The Bowers have allowed me, and only me, to enter the ICU area where Analise is being monitored. I feel privileged. The unit is where patients with severe brain injuries—men and women with strokes, accident victims like Analise—are cared for. Machines are everywhere and nurses work the
unit 24/7. Families can stay in the unit only for a set amount of time every hour before they have to rotate out. I'm grateful that Sonya and Jack have let me visit twice. At least I touched Analise, held her hand and kissed it.

“She looks like she's asleep,” I tell Amy. I don't tell her that Analise looks busted up, her arm and leg in casts, with one whole side of her face swollen and bruised. I don't tell her that Analise's brain is so swollen that a neurosurgeon is consulting on her case. I don't mention the machines, wires, tubes, multiple IVs, the alcohol smell of medicines inserted into Analise's body. I don't tell Amy that I'm returning to the hospital as soon as I can dump school.

“Poor Analise. How long is her coma going to last?” Amy sniffles.

“No one knows.”

“But she's getting better, isn't she?” Amy looks hopeful.

“She just needs time,” I say. “That's what her mother told me. Coma patients need time to recover.”

The bell rings and I'm glad, because Amy's questions are hard to answer. There's too much I don't know. Too much I don't want to think about.

My friends and teachers give me a wide berth.

The guys mumble, “Sorry, man.” Girls and teachers ask questions. I hear later that Amy fell apart in class and had to go home. I cut out at lunch and head for the hospital. I have to see Analise. I have to touch her again, reassure myself that she's alive and coming back to us any minute.

O
CTOBER
28

By Friday, I'm wondering how I can get out of being grounded. When I get home from school and park in the garage, I see that Mom's SUV is gone and Dad's car is parked in one of the bays. This sucks—I don't want Dad on my back all afternoon. As I pass his car, I feel the hood and to my surprise, it's cold. That means he hasn't driven it, and since he never comes home in the middle of the day—

“Mom!” I go into the house, fighting panic, remembering the time I came home from school and found her unconscious on the floor.
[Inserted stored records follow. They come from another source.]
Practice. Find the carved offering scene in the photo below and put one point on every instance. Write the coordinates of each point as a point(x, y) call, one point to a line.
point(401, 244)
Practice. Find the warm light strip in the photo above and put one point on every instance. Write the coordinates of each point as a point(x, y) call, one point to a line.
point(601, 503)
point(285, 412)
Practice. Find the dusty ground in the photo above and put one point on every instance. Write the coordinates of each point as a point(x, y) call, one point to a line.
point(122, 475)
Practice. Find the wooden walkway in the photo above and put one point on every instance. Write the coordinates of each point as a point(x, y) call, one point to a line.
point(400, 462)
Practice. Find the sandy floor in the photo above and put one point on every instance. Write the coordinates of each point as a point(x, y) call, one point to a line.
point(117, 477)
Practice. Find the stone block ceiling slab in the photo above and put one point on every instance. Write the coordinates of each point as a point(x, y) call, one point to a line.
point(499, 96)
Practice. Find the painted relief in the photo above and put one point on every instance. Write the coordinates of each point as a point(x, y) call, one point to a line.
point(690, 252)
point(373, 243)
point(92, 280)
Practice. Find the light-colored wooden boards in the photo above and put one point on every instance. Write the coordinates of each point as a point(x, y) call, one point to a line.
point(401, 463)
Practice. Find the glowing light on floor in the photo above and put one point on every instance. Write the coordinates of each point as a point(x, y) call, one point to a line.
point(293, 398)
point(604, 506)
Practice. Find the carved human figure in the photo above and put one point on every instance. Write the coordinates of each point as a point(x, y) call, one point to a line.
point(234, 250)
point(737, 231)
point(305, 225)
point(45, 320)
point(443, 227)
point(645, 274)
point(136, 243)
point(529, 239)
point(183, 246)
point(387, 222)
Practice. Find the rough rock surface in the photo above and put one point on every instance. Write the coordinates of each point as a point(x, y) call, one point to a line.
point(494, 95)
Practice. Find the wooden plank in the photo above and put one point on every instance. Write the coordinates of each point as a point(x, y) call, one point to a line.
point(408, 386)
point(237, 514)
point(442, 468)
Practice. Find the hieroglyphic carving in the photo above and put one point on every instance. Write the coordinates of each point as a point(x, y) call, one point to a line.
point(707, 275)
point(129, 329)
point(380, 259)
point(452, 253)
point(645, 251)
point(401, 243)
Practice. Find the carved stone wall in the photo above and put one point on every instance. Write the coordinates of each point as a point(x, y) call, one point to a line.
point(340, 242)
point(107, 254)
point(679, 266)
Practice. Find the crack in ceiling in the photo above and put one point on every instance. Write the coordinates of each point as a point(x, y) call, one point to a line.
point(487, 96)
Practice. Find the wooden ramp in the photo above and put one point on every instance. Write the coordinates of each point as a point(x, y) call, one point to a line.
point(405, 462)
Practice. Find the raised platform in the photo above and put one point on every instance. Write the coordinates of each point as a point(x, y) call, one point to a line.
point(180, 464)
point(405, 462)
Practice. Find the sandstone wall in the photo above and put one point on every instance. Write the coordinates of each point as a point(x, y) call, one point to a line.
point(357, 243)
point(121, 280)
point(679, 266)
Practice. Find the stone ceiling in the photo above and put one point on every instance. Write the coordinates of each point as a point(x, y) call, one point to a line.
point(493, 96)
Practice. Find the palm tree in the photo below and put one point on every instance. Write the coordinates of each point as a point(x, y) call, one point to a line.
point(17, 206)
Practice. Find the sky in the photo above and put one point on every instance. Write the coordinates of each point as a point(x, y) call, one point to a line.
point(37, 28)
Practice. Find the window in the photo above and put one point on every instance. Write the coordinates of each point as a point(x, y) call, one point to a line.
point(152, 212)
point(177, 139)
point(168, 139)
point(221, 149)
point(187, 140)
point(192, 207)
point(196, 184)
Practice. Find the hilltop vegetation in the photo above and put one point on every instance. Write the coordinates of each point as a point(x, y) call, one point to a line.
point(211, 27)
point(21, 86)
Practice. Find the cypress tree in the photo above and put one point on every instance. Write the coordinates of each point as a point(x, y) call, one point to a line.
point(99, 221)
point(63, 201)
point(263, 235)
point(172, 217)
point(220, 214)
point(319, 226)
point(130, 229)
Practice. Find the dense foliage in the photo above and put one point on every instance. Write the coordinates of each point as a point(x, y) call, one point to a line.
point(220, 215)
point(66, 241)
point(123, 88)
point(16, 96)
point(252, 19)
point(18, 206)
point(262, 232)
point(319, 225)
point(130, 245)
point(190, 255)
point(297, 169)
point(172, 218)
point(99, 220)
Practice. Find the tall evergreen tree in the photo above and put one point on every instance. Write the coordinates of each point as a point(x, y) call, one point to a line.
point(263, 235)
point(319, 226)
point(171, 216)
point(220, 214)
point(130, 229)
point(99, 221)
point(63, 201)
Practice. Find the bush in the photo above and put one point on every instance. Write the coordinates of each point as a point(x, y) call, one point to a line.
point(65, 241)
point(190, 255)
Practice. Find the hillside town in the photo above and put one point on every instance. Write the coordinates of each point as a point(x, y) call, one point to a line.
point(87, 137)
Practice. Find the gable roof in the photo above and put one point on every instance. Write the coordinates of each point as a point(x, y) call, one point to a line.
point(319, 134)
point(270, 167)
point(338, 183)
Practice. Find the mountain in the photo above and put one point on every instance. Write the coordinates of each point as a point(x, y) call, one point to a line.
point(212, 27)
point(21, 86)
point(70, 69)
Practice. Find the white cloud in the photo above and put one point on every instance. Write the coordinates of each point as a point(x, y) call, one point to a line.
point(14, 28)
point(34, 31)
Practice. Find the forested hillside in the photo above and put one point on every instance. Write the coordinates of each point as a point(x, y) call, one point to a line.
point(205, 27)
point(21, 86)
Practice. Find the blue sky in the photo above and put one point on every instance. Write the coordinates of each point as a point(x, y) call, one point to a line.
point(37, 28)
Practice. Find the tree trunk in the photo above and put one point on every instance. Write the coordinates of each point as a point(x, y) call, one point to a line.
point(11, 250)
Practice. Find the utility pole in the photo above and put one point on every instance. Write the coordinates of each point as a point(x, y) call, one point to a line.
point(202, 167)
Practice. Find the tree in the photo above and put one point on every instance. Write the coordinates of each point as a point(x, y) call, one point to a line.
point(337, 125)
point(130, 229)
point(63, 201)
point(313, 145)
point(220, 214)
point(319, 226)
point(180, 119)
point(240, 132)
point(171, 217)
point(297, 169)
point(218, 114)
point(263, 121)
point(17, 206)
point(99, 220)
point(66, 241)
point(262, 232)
She was so drunk, she'd fallen and hit her head, but aside from a big knot, she was okay.

“In here.” Hearing her voice eases my panic attack. She's in the family room pouring herself a drink from a pitcher of martinis. I know it's
martinis because that's her favorite afternoon delight. “Hey, sweetie. Come give your mother a kiss.”

I peck her cheek. She reeks of gin. “Where's Dad?”

“Charlotte. Business, you know.”

She said the word “business” sarcastically, like it tasted nasty. “He took your car?”

“He's getting the fender and bumper fixed. You really did a number on my Caddy, Quin.”

“Not me. The deer.”

“Poor deer. It probably died.”

“Why Charlotte?” I get her back on message.

“Bigger city. More body shops. More deals to cut.” Mom sucks on an olive from her glass. “He won't be back until Tuesday, so it's just you and me, kid. How about we order pizza?”

I know she'll be asleep before eight if she keeps on with the martinis, and I sense an opportunity. “I'm supposed to go to Brian's. Homework.”

“You two can come here. I'll get a couple of pizzas.”

No way.
“He's stuck watching his kid sisters.”

She looks disappointed. “And of course you don't want to hang here with me. Serve out your grounding sentence.”

I feel my face get warm. “Come on, Mom. Please.”

She waves me off and buries her nose in her glass. I take out my cell and hit the stairs to my room two at a time, punching in Brian's number and thinking of who we should invite over to party with us. I remember seeing Tesa Jolley giving me the once-over a couple of times this week in lit class. It's been a while since we dated. Maybe it's time to hook up with her for old times’ sake.